In die Formen der amerikanischen Tablettenpresse („Wir haben noch vieles daran modifiziert“, sagt Raunegger) werden zuerst die probiotischen Bakterien gegeben und zu einer fragilen Struktur vorgepresst, die an der Seite weniger als einen Millimeter misst. Darauf folgt die Mineralienschicht, dann die Vitamine. Am Schluss gerät die Tablette unter einem Druck von über zwei Tonnen in einen zähfließenden Zustand. Lässt der Druck nach, ist sie fest durch mechanische Verzahnung. Dann wird sie durch Bürsten entstaubt, um zum Befilmen in einen Coater zu gelangen, der in mehreren Stunden kontinuierlich eine Schutzschicht aufsprüht.

So jedenfalls sieht das im Groben aus. Doch überall, wo man genauer hinschaut, sind jene Details zu sehen, die in ihrer Summe eine gleichbleibend hohe Qualität sicherstellen.

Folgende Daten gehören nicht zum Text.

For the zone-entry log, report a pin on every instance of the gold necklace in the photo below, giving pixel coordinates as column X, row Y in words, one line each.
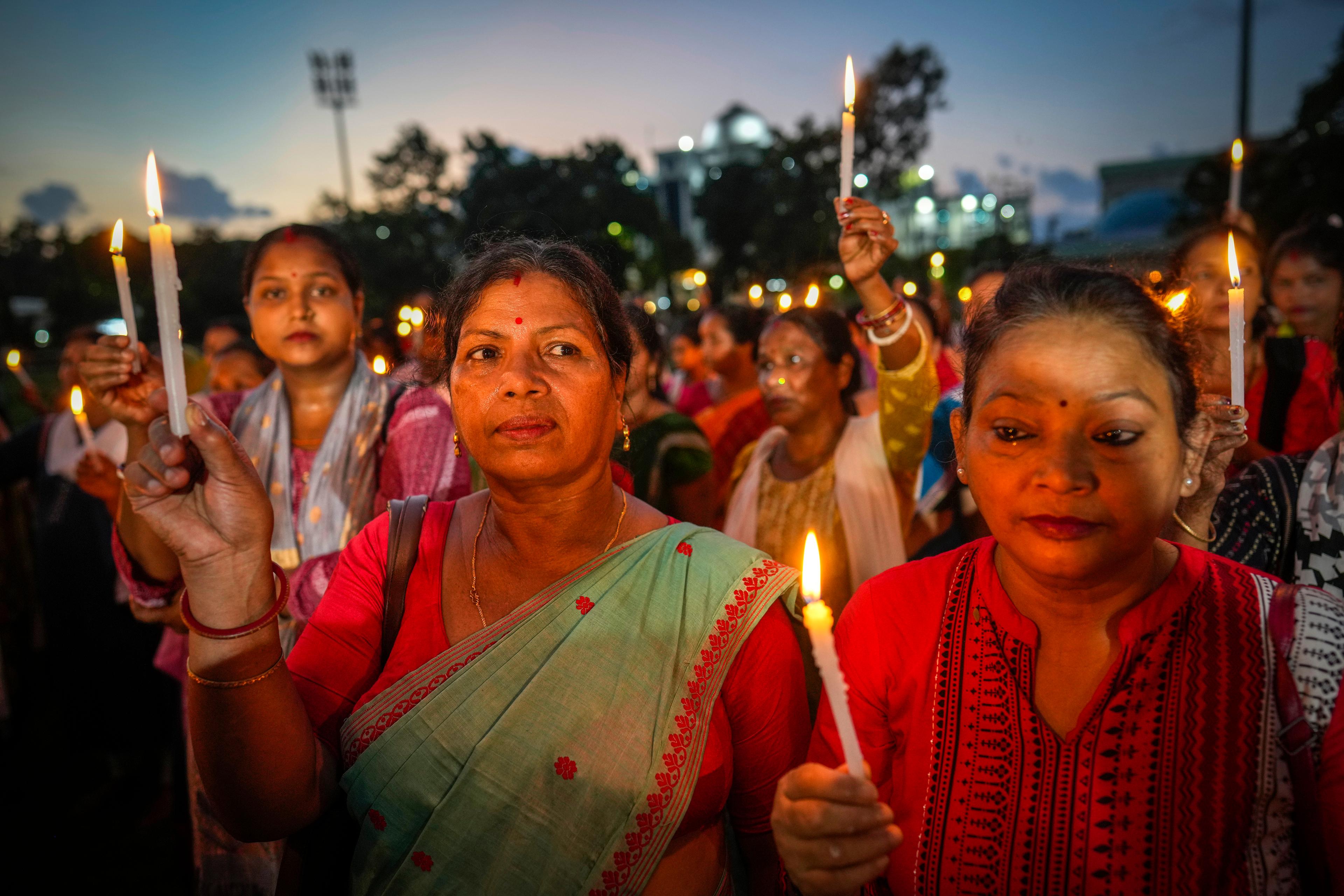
column 476, row 543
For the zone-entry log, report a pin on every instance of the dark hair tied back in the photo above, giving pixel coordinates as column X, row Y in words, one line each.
column 292, row 233
column 517, row 257
column 831, row 332
column 1046, row 292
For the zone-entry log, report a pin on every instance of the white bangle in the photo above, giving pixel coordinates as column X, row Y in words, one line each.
column 893, row 338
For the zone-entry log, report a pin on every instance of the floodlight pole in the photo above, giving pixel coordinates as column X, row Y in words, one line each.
column 343, row 148
column 334, row 83
column 1244, row 100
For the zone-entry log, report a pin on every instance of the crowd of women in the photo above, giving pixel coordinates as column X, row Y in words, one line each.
column 529, row 621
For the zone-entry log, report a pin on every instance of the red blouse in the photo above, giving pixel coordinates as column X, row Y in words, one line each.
column 1155, row 788
column 760, row 722
column 1314, row 413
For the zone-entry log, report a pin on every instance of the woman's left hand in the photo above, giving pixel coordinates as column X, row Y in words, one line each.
column 1219, row 430
column 866, row 238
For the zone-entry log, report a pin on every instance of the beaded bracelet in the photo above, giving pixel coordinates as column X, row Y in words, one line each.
column 862, row 319
column 225, row 635
column 211, row 683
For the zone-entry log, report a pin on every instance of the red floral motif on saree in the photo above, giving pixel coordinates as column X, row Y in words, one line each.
column 627, row 860
column 1150, row 794
column 373, row 733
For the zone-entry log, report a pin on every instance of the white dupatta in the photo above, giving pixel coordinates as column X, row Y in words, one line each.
column 865, row 496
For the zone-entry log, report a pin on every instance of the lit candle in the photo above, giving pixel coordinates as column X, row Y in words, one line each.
column 81, row 418
column 847, row 132
column 1237, row 326
column 164, row 264
column 128, row 309
column 1234, row 192
column 816, row 617
column 15, row 363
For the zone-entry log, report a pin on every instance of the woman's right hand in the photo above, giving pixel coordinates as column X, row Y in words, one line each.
column 107, row 369
column 832, row 833
column 205, row 502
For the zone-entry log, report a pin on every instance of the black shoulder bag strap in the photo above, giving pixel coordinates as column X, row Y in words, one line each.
column 323, row 852
column 404, row 526
column 1285, row 359
column 1297, row 738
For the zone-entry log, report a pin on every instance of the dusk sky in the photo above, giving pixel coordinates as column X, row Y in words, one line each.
column 1041, row 89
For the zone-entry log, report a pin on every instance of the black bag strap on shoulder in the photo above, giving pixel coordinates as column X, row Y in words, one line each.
column 1285, row 359
column 405, row 519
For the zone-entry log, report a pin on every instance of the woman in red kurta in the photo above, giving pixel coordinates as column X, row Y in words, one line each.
column 1073, row 706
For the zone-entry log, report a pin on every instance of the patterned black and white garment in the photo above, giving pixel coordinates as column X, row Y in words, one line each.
column 1285, row 516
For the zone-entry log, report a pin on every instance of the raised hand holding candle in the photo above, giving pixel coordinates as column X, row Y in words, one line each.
column 164, row 264
column 816, row 617
column 847, row 132
column 1237, row 326
column 128, row 309
column 81, row 418
column 15, row 363
column 1234, row 191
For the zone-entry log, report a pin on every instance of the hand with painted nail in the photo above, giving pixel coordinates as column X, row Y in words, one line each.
column 832, row 833
column 1218, row 432
column 202, row 498
column 866, row 238
column 107, row 367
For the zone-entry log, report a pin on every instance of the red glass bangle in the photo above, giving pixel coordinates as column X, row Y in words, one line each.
column 225, row 635
column 885, row 317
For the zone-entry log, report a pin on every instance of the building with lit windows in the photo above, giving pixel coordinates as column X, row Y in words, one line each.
column 738, row 136
column 926, row 222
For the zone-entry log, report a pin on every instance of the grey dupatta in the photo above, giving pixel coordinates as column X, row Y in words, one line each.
column 339, row 499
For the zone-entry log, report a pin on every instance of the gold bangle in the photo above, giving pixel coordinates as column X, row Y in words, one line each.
column 1213, row 532
column 211, row 683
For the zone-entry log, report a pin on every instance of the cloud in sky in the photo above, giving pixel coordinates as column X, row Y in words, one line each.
column 198, row 197
column 53, row 203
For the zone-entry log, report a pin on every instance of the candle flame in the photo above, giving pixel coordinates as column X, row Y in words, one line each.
column 152, row 199
column 1233, row 271
column 811, row 569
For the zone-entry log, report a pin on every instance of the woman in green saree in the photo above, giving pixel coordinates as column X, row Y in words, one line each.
column 579, row 690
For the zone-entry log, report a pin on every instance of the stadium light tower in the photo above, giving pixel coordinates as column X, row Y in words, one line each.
column 334, row 83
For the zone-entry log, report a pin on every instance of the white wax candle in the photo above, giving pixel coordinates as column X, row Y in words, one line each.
column 816, row 617
column 164, row 265
column 847, row 132
column 128, row 309
column 81, row 418
column 1237, row 327
column 1237, row 334
column 1234, row 190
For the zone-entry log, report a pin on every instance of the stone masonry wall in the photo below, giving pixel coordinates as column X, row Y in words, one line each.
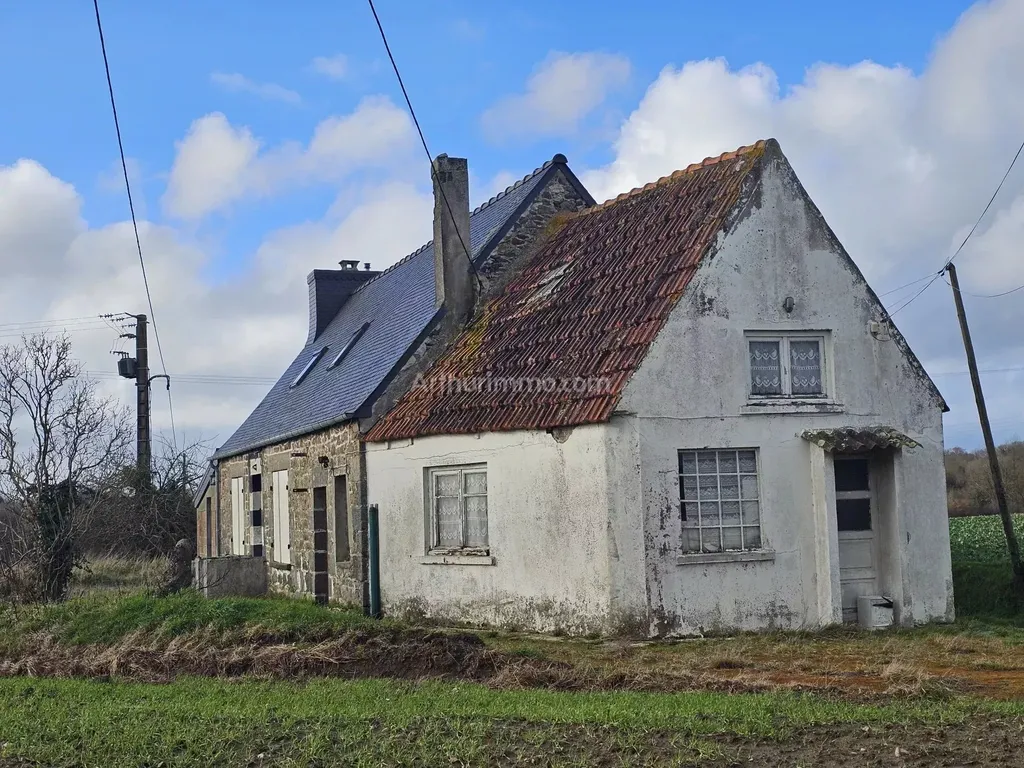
column 301, row 457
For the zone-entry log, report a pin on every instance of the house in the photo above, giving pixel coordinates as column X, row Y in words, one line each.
column 689, row 412
column 289, row 484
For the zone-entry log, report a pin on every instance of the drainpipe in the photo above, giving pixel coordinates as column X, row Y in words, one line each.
column 374, row 545
column 216, row 480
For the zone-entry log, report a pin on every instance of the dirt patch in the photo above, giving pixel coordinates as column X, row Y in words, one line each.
column 355, row 653
column 974, row 742
column 417, row 654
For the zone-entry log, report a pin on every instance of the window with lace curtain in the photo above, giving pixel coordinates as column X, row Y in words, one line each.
column 719, row 501
column 458, row 509
column 786, row 366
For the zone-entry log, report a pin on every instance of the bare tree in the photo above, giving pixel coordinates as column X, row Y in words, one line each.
column 160, row 510
column 61, row 449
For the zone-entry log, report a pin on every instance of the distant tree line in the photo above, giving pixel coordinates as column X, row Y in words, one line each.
column 969, row 481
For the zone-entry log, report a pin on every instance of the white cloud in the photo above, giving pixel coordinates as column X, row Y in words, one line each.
column 249, row 323
column 237, row 83
column 900, row 164
column 218, row 164
column 212, row 168
column 563, row 90
column 335, row 67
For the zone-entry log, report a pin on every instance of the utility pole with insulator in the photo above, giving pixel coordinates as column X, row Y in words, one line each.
column 986, row 431
column 137, row 368
column 143, row 438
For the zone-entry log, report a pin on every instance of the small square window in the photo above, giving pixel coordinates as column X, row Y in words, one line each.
column 458, row 508
column 786, row 366
column 719, row 500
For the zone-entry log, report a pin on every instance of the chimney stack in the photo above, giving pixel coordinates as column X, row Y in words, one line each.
column 454, row 287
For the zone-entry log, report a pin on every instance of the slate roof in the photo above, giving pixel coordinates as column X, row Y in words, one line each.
column 398, row 304
column 583, row 313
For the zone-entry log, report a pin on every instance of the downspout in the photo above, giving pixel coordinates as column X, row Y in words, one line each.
column 373, row 537
column 217, row 480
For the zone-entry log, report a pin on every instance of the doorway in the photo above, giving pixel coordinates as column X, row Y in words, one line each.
column 321, row 580
column 856, row 517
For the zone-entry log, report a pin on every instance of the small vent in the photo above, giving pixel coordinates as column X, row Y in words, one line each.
column 348, row 346
column 308, row 367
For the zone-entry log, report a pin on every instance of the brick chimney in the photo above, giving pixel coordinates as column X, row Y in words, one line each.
column 329, row 290
column 454, row 286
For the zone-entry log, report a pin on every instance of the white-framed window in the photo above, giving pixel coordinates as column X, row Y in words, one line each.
column 791, row 365
column 720, row 500
column 282, row 518
column 458, row 514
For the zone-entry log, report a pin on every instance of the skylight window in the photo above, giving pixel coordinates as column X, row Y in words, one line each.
column 348, row 346
column 308, row 367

So ist die Tablettenpresse beim Betrieb vom unweigerlich anfallenden Staub der Substanzen freizuhalten, damit weder die Rezeptur durcheinandergerät noch die auch farblich unterschiedlichen Schichten optisch verunreinigt werden. „Der Mengenzulauf wird durch Zuwiegen kontrolliert“, erklärt Raunegger. Außerdem müsse wegen sich summierender Fehlermöglichkeiten die Genauigkeit jeder einzelnen Messung besonders hoch sein.

Ob alles stimmt, zeigt sich bei der Prüfung von Exemplaren jeder Charge nach Gewicht, Härte, Dicke, der zum Durchbrechen aufzuwendenden Kraft sowie der Zeit, in der sich die Tablette in 37° Celsius warmem Wasser auflöst. Damit wird die Passage durch den menschlichen Körper simuliert: Verschwindet die Tablette vor der Zeit im Wasser, erreichen die probiotischen Bakterien nicht mehr ihre Wirkungsstätte, den Darm.

Schließlich werden die Bion®3-Tabletten in Dosen zu 30, 60 und 90 Stück gefüllt, wobei man getrost nachzählen mag – der fotoelektrische Apparat am Ende der Produktionsstraße macht keine Fehler.

„Jede dieser Tabletten“, sagt Klaus Raunegger und lässt ein paar durch die Hand rieseln, „ist wie ein kleines Kunstwerk.“ Die galenischen Erfordernisse führen zu einem anspruchsvoll zu fertigenden Produkt von hohem, gar ästhetischen Reiz. Aus diesem Konzept, das sie in Spittal bislang zusammengerechnet vielmilliardenfach beherrscht haben, ließen sich in Zukunft noch andere Tabletten machen. Welche? Doch mit dieser Frage, übrigens der einzigen, lässt uns Klaus Raunegger allein.